Dialects or place names of numerous East and Southeastern Asian nations are used for exactly the same leafy vegetables, depending on the shop, market or country in which they’re sold. Western cabbages are subspecies of the species Brassica oleracea. Oriental “cabbages” are all subspecies of Brassica rapa, a plant species which contains turnips and mustards.

Naming Asian Vegetables

While many cultural, local and descriptive phrases are used to describe Asian leafy vegetables which produce heads, hence the western name “cabbage,” the Chinese name is typically used in texts which trace taxonomic or scientific titles. The Mandarin Chinese phrase “tsai”along with the Cantonese Chinese phrase “choy,” sometimes spelled choi, both imply “vegetable” Add the prefix “pai” into “tsai” and you get “white vegetable” Western spellings of Oriental words vary substantially, adding to the difficulty of trying to identify individuals offered in Western markets and also exploded in Western gardens.

Vietnamese Cabbages

Vietnamese growers and sellers unfamiliar with taxonomy and name sources may well call a familiar cabbage “Vietnamese cabbage.” For them it is a Vietnamese cabbage.
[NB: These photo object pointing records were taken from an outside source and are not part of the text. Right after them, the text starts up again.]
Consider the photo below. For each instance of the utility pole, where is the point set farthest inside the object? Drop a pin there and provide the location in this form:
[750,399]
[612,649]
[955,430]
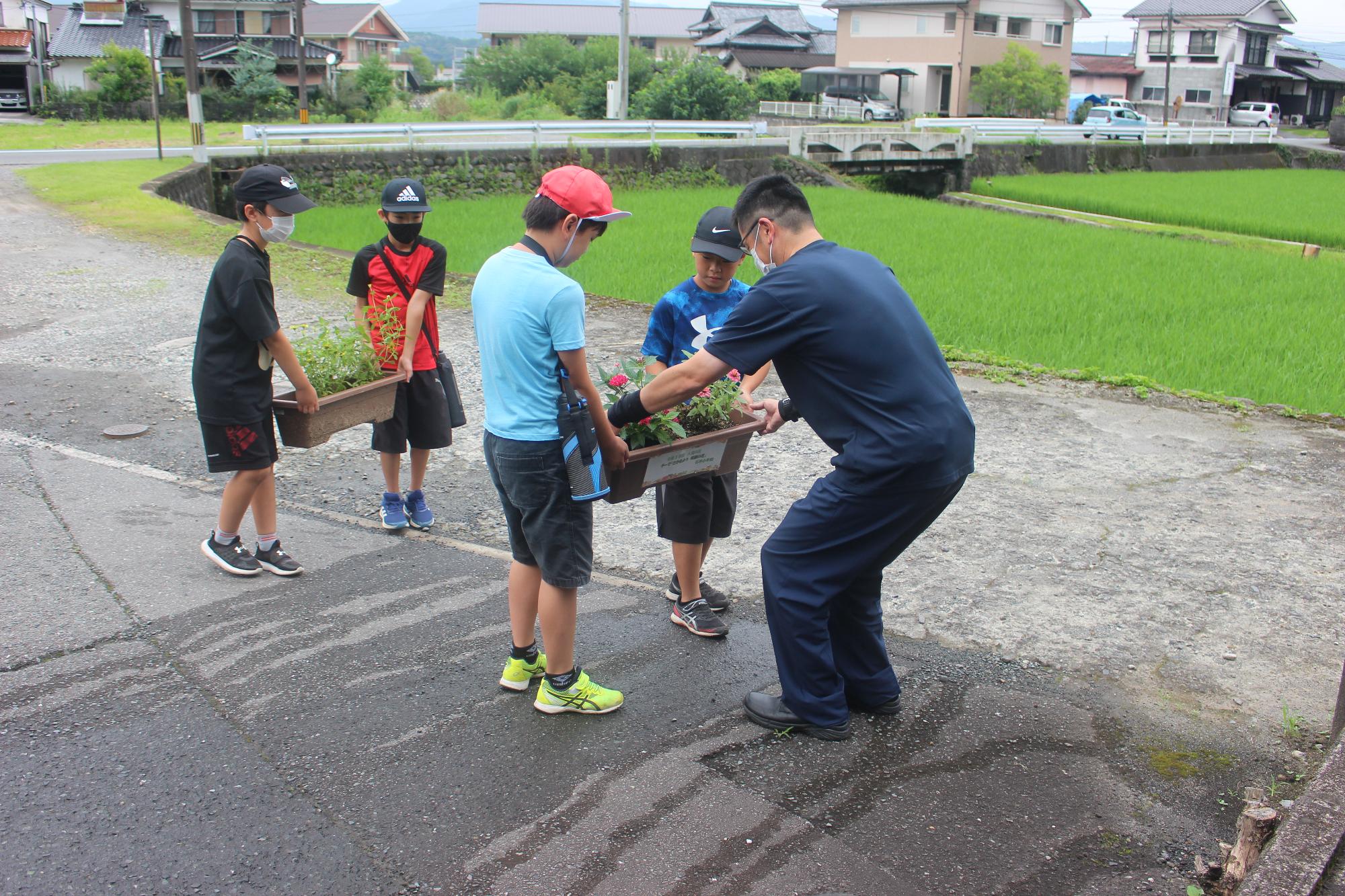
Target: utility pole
[154,89]
[1168,67]
[189,63]
[623,63]
[303,60]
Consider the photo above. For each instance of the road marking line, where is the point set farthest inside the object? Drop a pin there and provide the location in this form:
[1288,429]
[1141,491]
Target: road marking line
[9,436]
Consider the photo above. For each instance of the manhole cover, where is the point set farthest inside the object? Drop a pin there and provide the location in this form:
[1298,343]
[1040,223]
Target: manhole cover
[126,431]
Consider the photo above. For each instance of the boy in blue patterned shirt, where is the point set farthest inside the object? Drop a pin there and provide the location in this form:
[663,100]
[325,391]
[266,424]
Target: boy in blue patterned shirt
[692,513]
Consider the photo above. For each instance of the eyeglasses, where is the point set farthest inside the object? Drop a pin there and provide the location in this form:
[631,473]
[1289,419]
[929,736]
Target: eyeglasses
[744,244]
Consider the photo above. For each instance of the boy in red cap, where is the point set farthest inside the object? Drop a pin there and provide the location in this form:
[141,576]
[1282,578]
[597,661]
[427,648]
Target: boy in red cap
[529,321]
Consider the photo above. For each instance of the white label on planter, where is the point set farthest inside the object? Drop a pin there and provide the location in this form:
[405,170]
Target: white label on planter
[685,462]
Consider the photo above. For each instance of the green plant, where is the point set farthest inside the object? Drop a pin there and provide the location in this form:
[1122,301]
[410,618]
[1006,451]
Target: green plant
[337,358]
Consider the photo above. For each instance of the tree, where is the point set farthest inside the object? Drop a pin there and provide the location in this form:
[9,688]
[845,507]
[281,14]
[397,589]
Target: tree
[1020,85]
[422,65]
[122,75]
[700,89]
[778,85]
[376,81]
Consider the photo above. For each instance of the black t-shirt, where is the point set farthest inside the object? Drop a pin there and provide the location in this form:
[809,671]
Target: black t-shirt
[231,372]
[861,366]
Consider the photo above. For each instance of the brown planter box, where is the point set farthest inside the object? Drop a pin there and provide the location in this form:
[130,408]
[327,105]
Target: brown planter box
[371,403]
[718,452]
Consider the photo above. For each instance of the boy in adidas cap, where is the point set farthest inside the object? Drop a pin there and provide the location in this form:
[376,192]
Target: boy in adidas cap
[529,321]
[692,513]
[237,339]
[406,271]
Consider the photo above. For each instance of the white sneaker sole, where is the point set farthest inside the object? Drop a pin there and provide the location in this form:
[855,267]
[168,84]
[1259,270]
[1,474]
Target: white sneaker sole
[216,559]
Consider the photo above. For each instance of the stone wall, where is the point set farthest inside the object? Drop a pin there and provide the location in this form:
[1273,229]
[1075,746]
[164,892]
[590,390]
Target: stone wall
[453,174]
[190,186]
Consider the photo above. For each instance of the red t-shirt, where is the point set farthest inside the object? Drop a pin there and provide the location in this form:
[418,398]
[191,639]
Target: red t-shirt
[422,268]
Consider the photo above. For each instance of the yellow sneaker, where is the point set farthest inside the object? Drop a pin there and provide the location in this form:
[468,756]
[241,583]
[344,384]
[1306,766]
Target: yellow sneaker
[520,673]
[584,696]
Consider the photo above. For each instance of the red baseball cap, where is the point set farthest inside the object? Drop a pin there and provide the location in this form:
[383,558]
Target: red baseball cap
[582,193]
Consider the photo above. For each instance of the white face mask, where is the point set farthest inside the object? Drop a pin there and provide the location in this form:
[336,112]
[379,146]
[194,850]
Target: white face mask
[279,231]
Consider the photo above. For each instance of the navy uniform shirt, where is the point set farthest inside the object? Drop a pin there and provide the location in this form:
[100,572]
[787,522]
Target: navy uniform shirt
[861,366]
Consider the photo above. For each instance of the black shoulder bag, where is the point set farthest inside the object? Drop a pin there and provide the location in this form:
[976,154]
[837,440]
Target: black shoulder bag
[457,416]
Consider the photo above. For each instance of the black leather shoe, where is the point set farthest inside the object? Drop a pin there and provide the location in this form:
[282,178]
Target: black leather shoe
[771,712]
[886,708]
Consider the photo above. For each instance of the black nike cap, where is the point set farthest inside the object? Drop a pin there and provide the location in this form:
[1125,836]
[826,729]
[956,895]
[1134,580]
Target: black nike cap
[716,235]
[274,185]
[406,194]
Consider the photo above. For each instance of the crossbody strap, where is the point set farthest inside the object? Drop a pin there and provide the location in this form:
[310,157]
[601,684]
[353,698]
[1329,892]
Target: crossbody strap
[407,294]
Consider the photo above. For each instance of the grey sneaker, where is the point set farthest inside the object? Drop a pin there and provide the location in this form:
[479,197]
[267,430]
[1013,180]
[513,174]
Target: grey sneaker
[278,561]
[233,557]
[718,600]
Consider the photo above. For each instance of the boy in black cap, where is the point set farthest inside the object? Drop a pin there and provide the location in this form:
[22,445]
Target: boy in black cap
[231,374]
[406,271]
[692,513]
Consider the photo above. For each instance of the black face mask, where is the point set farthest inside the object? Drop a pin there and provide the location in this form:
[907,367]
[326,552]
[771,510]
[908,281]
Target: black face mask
[404,233]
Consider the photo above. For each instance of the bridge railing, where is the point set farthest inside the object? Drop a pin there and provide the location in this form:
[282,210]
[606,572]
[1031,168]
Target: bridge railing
[520,134]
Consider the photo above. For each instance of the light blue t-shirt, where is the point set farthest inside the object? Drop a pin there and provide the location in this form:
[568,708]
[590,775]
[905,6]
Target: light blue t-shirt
[525,311]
A grower in Cambodia may well call the same cabbage “Cambodian cabbage.” A Vietnamese cabbage is the most likely one of two varieties of Chinese cabbage (B. rapa var. pekinensis). The Napa or won bok variety forms a brief, barrel-shaped head about 5 inches wide by 12 inches tall. The chihli variety forms stretched heads around 4 inches wide by 18 inches high. Vietnamese cabbage may also be among many subspecies of bak choi or pak choi (Brassica rapa var. Chinensis) which have dark green leaves on short, thick petioles or leaf stems which may be light green or white.

Chinese Cabbage

Chinese cabbage may also be called celery cabbage; Chinese white cabbage; napa cabbage; hakusai cabbage, the Japanese name; bow amount and bok choy, Cantonese Chinese names; and hsin pei tsai or pao, Mandarin Chinese names. The name “Napa cabbage” is widely believed to come from Napa County, California, in which it was first grown commercially, but it may also be out of “nappa,” the Japanese word to the cabbage. It is a pale yellow-green with leaves which are frilly in the edges. Chinese cabbage has a milder, more delicate flavor than Western cabbage and is eaten raw in salads or will be the final ingredient added to your stir fry.

Bak Choy or even Pak Choy

Varieties of bak choy or pak choy include choy sum (B. rapa var purpurea); yu choy, more fragile and sweeter than bok choy; gai choy (B. juncea); plus tai choy (B. chinesis). Those with white petioles include joi choy and tsaisai. Forms with green petioles consist of pak-choy green, mei qing choy and Oriental pak choy green.